There’s a pattern to those excerpts I plastered up above. They all imply that typing out a full email is busywork, which it can be. It’s “mundane,” “perfunctory,” and “gets in the way of the work I want to be doing most.” Those are all acceptable complaints about email. Smart Compose saves you time the same way reaching for an emoji does an adequate enough job of conveying your point to save you from shitting out a proper text message. But welcoming Smart Compose, whether enthusiastically or with a touch of seemingly obligatory caution, is basically an admission that it’s easier to just not be human.
Because being a human is a massive pain in the ass. You have to pay bills. You have to do work. You have to do chores. You have to floss your teeth. There’s allure in outsourcing as much of that tedium to a machine as you can, and modern industry is built on selling you myriad ways of doing so. Google Assistant has a whole “Make Google Do It” branding campaign—a good one—built upon that very notion. The pitch is that they’ll take care of all the bullshit, so that you have more time for all the good things in life. Your life will be distilled into its purest, most silken and livable form.
That’s a lie. I can’t believe Google lied, but it’s true. Google doesn’t want you to have more time for you. They want you to have more time for THEM. Like keeping their employees late at the office by plying them with free food and other goodies, tech companies hope that the more their services aid you, the more you’ll use them and rely upon them. [Bong hit] They WANT you to be machines. They want you to be as quantifiable and predictable as the algorithms they’ve designed to emulate you. Every new feature is designed to hasten that grim Singularity. Your data is not enough. Lord knows that Smart Compose represents an effective and invasive way of learning all about you and your tendencies, but that’s hardly the end of the con. They want you to give all of yourself away. And so this’ll hardly be the last time they design a feature or an app that’ll prove such a viable substitute for you that you can push a button, let the artificial you take care of it, and then just continue to sit there like a bag of crackers. By opting for the cookie cutter reply over and over, you become the cookie cutter. That’s the rabbit hole they’re beckoning you down.

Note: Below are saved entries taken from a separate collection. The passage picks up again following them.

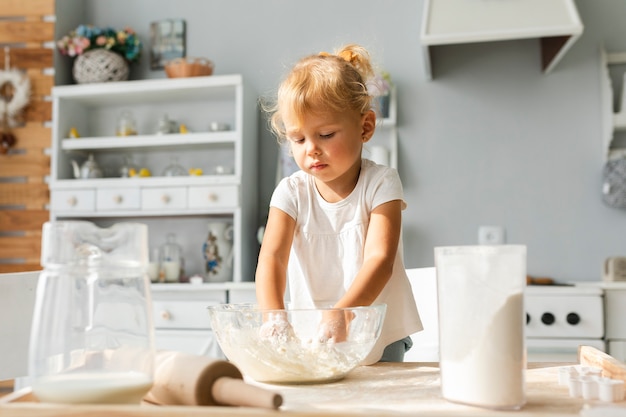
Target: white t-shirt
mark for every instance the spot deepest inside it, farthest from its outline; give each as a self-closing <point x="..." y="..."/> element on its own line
<point x="327" y="249"/>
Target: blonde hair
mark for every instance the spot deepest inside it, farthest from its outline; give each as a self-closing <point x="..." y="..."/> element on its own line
<point x="324" y="82"/>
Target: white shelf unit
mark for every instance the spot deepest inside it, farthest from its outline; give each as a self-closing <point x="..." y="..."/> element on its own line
<point x="386" y="134"/>
<point x="555" y="23"/>
<point x="183" y="205"/>
<point x="611" y="121"/>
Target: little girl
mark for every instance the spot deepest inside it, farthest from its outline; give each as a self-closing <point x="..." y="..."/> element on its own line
<point x="334" y="226"/>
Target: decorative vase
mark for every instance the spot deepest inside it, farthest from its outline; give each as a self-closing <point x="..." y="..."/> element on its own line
<point x="99" y="66"/>
<point x="218" y="252"/>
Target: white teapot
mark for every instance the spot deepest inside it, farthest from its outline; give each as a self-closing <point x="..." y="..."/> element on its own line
<point x="89" y="169"/>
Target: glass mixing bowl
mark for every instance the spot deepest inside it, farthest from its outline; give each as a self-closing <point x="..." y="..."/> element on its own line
<point x="289" y="346"/>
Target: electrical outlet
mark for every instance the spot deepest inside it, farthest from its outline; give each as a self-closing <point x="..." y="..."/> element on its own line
<point x="490" y="235"/>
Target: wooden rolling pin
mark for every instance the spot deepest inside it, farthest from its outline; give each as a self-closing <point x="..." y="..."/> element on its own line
<point x="184" y="379"/>
<point x="611" y="367"/>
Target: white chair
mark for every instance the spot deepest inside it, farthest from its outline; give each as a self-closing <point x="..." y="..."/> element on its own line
<point x="425" y="343"/>
<point x="17" y="302"/>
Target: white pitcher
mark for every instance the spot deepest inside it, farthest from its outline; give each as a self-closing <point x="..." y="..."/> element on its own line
<point x="218" y="252"/>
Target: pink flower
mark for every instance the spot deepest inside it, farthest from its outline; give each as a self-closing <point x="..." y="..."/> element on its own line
<point x="101" y="40"/>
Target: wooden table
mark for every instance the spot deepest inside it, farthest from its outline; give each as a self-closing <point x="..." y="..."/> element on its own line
<point x="381" y="389"/>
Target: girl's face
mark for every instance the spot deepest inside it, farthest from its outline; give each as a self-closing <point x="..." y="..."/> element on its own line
<point x="328" y="145"/>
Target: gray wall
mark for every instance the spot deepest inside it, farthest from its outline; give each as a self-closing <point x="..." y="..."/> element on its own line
<point x="491" y="141"/>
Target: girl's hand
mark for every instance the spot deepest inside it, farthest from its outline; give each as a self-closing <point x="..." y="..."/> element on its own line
<point x="335" y="326"/>
<point x="276" y="328"/>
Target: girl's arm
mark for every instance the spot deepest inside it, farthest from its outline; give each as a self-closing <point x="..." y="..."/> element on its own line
<point x="271" y="272"/>
<point x="381" y="246"/>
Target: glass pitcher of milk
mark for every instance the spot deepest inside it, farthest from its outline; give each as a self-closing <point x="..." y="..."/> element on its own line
<point x="482" y="352"/>
<point x="92" y="339"/>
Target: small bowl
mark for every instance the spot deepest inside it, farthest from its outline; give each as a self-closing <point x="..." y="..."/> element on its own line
<point x="189" y="67"/>
<point x="297" y="357"/>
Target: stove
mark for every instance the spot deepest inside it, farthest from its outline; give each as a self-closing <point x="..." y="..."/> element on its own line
<point x="559" y="318"/>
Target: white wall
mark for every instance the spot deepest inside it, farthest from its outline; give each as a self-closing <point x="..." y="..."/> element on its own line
<point x="491" y="141"/>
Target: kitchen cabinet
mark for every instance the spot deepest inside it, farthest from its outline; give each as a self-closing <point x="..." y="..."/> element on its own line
<point x="219" y="137"/>
<point x="181" y="319"/>
<point x="555" y="24"/>
<point x="612" y="122"/>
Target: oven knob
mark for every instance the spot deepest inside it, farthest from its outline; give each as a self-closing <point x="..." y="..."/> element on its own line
<point x="573" y="319"/>
<point x="547" y="318"/>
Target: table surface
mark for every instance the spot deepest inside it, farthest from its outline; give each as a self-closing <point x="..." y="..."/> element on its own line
<point x="381" y="389"/>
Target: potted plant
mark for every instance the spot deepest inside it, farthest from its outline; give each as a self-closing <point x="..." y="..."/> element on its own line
<point x="102" y="54"/>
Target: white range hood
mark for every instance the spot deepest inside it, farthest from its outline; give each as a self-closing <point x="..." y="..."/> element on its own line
<point x="554" y="22"/>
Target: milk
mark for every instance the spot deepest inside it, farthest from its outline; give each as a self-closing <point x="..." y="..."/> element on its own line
<point x="93" y="388"/>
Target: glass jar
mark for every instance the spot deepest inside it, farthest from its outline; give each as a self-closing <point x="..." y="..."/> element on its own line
<point x="126" y="125"/>
<point x="171" y="259"/>
<point x="174" y="169"/>
<point x="92" y="339"/>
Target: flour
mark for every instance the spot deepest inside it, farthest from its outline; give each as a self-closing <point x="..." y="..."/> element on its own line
<point x="290" y="359"/>
<point x="488" y="373"/>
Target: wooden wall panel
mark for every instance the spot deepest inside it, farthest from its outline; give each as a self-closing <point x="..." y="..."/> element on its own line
<point x="19" y="8"/>
<point x="24" y="193"/>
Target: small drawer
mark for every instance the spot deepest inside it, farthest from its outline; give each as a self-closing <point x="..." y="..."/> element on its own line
<point x="73" y="200"/>
<point x="182" y="314"/>
<point x="164" y="198"/>
<point x="118" y="199"/>
<point x="213" y="196"/>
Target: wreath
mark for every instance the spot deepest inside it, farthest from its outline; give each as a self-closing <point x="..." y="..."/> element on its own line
<point x="11" y="105"/>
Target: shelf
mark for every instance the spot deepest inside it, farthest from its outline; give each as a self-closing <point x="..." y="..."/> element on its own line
<point x="158" y="142"/>
<point x="155" y="181"/>
<point x="142" y="91"/>
<point x="555" y="23"/>
<point x="183" y="204"/>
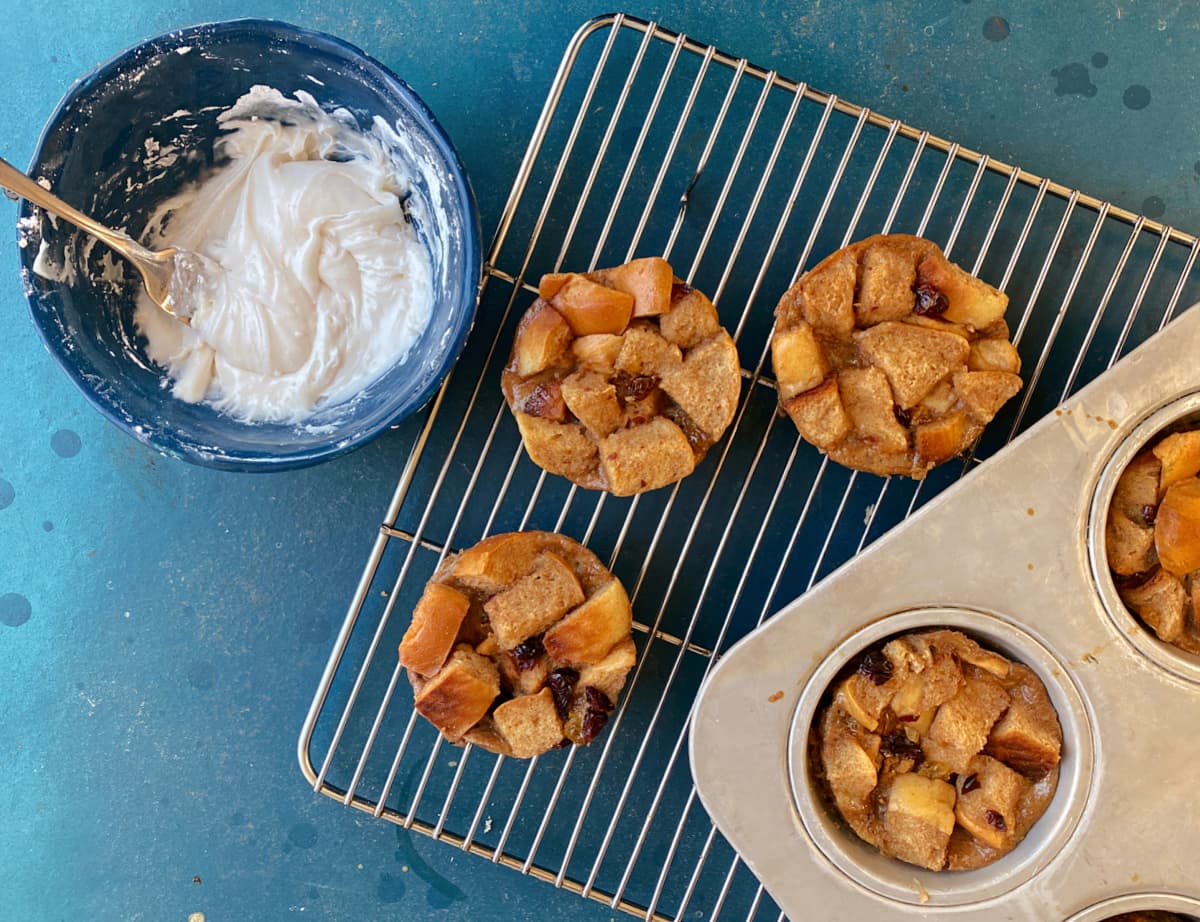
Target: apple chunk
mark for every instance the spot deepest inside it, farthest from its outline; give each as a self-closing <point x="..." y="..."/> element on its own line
<point x="1177" y="528"/>
<point x="543" y="337"/>
<point x="592" y="307"/>
<point x="648" y="280"/>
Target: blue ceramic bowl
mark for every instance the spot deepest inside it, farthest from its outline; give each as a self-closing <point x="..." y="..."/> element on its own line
<point x="96" y="154"/>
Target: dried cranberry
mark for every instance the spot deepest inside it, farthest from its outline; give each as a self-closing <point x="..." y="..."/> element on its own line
<point x="595" y="716"/>
<point x="898" y="744"/>
<point x="876" y="666"/>
<point x="635" y="387"/>
<point x="930" y="301"/>
<point x="695" y="435"/>
<point x="527" y="654"/>
<point x="562" y="684"/>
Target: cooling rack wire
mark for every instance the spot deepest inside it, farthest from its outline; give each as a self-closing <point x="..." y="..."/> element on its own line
<point x="651" y="143"/>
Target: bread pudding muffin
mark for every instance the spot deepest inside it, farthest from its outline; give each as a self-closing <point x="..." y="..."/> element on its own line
<point x="520" y="645"/>
<point x="889" y="358"/>
<point x="937" y="752"/>
<point x="1152" y="538"/>
<point x="621" y="379"/>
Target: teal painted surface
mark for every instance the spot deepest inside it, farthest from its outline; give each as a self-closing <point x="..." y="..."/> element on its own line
<point x="163" y="627"/>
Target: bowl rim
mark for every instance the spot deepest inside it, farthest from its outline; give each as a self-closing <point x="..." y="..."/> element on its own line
<point x="257" y="461"/>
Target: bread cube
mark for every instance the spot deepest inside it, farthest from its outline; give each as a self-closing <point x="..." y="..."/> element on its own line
<point x="913" y="358"/>
<point x="820" y="415"/>
<point x="431" y="634"/>
<point x="534" y="602"/>
<point x="593" y="629"/>
<point x="459" y="695"/>
<point x="529" y="724"/>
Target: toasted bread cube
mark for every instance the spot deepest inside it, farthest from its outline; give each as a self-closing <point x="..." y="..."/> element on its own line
<point x="457" y="696"/>
<point x="529" y="724"/>
<point x="609" y="675"/>
<point x="693" y="318"/>
<point x="587" y="634"/>
<point x="1162" y="603"/>
<point x="1027" y="737"/>
<point x="648" y="280"/>
<point x="868" y="400"/>
<point x="798" y="361"/>
<point x="972" y="301"/>
<point x="540" y="396"/>
<point x="913" y="358"/>
<point x="493" y="564"/>
<point x="534" y="602"/>
<point x="928" y="689"/>
<point x="591" y="307"/>
<point x="645" y="352"/>
<point x="541" y="340"/>
<point x="988" y="806"/>
<point x="985" y="391"/>
<point x="598" y="352"/>
<point x="820" y="414"/>
<point x="994" y="354"/>
<point x="562" y="448"/>
<point x="828" y="301"/>
<point x="885" y="285"/>
<point x="961" y="725"/>
<point x="552" y="283"/>
<point x="646" y="457"/>
<point x="941" y="438"/>
<point x="849" y="768"/>
<point x="918" y="820"/>
<point x="1180" y="456"/>
<point x="1177" y="527"/>
<point x="593" y="399"/>
<point x="1128" y="544"/>
<point x="431" y="634"/>
<point x="707" y="384"/>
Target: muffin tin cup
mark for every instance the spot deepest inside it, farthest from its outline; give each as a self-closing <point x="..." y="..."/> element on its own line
<point x="1144" y="902"/>
<point x="1186" y="665"/>
<point x="1003" y="555"/>
<point x="893" y="879"/>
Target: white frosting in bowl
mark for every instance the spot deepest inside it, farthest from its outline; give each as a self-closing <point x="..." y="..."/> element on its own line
<point x="319" y="282"/>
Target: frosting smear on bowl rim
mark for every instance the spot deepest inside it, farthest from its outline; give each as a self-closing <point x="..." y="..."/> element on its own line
<point x="316" y="283"/>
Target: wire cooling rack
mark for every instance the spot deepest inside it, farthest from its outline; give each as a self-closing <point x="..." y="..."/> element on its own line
<point x="653" y="143"/>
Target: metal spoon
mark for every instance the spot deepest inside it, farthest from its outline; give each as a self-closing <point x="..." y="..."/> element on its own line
<point x="169" y="274"/>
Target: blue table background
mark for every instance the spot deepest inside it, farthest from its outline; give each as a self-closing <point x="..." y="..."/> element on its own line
<point x="163" y="627"/>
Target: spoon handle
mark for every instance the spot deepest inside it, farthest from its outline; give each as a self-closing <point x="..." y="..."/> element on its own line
<point x="22" y="185"/>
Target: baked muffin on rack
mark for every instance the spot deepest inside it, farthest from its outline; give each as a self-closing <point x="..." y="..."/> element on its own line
<point x="520" y="645"/>
<point x="1152" y="538"/>
<point x="622" y="378"/>
<point x="889" y="358"/>
<point x="937" y="752"/>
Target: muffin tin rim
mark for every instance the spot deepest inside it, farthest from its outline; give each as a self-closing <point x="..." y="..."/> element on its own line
<point x="828" y="834"/>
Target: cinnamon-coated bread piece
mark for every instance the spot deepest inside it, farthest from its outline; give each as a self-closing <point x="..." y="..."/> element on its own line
<point x="540" y="652"/>
<point x="622" y="378"/>
<point x="889" y="358"/>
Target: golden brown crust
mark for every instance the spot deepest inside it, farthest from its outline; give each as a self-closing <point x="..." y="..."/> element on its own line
<point x="541" y="650"/>
<point x="940" y="753"/>
<point x="621" y="379"/>
<point x="1152" y="537"/>
<point x="889" y="358"/>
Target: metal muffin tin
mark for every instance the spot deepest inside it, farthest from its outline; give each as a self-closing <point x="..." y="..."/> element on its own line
<point x="1013" y="555"/>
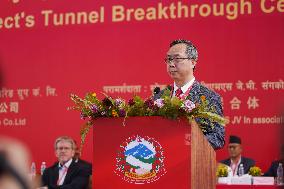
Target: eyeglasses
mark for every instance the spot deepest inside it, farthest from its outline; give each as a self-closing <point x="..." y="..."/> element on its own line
<point x="63" y="148"/>
<point x="175" y="60"/>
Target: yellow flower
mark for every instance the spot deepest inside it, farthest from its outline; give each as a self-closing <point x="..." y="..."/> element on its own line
<point x="114" y="113"/>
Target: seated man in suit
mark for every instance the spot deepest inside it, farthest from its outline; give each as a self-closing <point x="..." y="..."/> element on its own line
<point x="67" y="173"/>
<point x="272" y="171"/>
<point x="236" y="159"/>
<point x="181" y="60"/>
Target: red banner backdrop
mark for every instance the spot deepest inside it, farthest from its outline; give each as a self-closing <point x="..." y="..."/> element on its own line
<point x="49" y="49"/>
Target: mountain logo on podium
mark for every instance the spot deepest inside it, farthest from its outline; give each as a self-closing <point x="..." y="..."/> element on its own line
<point x="140" y="160"/>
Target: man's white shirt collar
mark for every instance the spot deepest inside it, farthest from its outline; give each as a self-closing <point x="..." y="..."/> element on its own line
<point x="185" y="87"/>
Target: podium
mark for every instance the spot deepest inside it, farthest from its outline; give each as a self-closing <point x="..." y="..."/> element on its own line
<point x="151" y="152"/>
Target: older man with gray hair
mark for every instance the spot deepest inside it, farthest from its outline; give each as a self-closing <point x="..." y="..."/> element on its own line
<point x="67" y="173"/>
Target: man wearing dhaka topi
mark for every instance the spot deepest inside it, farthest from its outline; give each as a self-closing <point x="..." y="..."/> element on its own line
<point x="181" y="60"/>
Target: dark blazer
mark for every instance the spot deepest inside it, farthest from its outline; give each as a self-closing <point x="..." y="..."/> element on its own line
<point x="247" y="163"/>
<point x="216" y="134"/>
<point x="272" y="171"/>
<point x="77" y="176"/>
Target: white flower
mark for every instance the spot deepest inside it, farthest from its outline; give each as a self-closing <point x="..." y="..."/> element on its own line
<point x="159" y="102"/>
<point x="188" y="105"/>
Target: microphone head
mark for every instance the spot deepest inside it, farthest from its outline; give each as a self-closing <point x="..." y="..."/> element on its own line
<point x="157" y="90"/>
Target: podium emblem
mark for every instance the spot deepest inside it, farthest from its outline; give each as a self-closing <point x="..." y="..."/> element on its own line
<point x="140" y="160"/>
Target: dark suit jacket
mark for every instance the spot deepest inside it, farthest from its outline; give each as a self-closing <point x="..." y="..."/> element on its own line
<point x="272" y="171"/>
<point x="215" y="135"/>
<point x="247" y="163"/>
<point x="77" y="176"/>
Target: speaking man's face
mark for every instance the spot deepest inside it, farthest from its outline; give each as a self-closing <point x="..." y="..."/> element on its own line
<point x="179" y="68"/>
<point x="64" y="151"/>
<point x="234" y="150"/>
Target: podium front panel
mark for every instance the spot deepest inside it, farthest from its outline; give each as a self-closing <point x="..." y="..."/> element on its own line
<point x="148" y="153"/>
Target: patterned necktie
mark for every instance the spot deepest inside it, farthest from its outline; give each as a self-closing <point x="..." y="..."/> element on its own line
<point x="178" y="93"/>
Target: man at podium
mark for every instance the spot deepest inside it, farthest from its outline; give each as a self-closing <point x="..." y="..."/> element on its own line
<point x="181" y="60"/>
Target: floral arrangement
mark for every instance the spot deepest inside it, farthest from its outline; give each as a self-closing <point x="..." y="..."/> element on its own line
<point x="255" y="171"/>
<point x="166" y="106"/>
<point x="222" y="170"/>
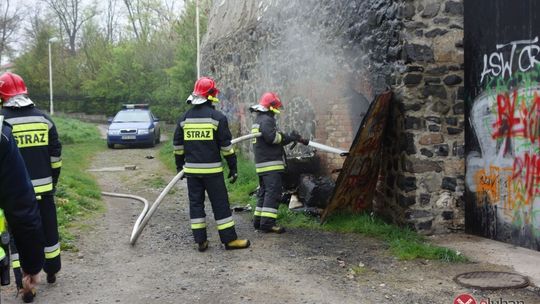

There’s not gonna be a ton of active resistance to this. This isn’t some Skynet shit; the machines won’t have to wage war on mankind to get it to submit. I’m already an old man for bitching about all this. I know it. I’m not gonna dam this river on my own. I turned off Smart Compose but I still gleefully use Gmail and Slack and tons of other services whose mission is to have more of me be left to the cloud than not. I am aiding them in their efforts. But I’m still willing to hold out and do SOME things on my own, even if it’s rote nonsense like replying “I’ll see you next Wednesday!” to an acquaintance.
That roteness IS life. That is part of what goes into your identity. There is an intangible joy in such mundane rituals, aggravating as they may be. If you skip all those rituals, you skip the bulk of existence. There’s a fucking Adam Sandler movie with this lesson, it’s so obvious. Take enough autopilot shortcuts and soon there’ll be no you left. Mankind is engineering its own obsolescence and Smart Compose is a tiny but grating example of those efforts. Fuck that and fuck Google. I got enough people telling me what to do as is. Last thing I need is some goddamn email window doing likewise.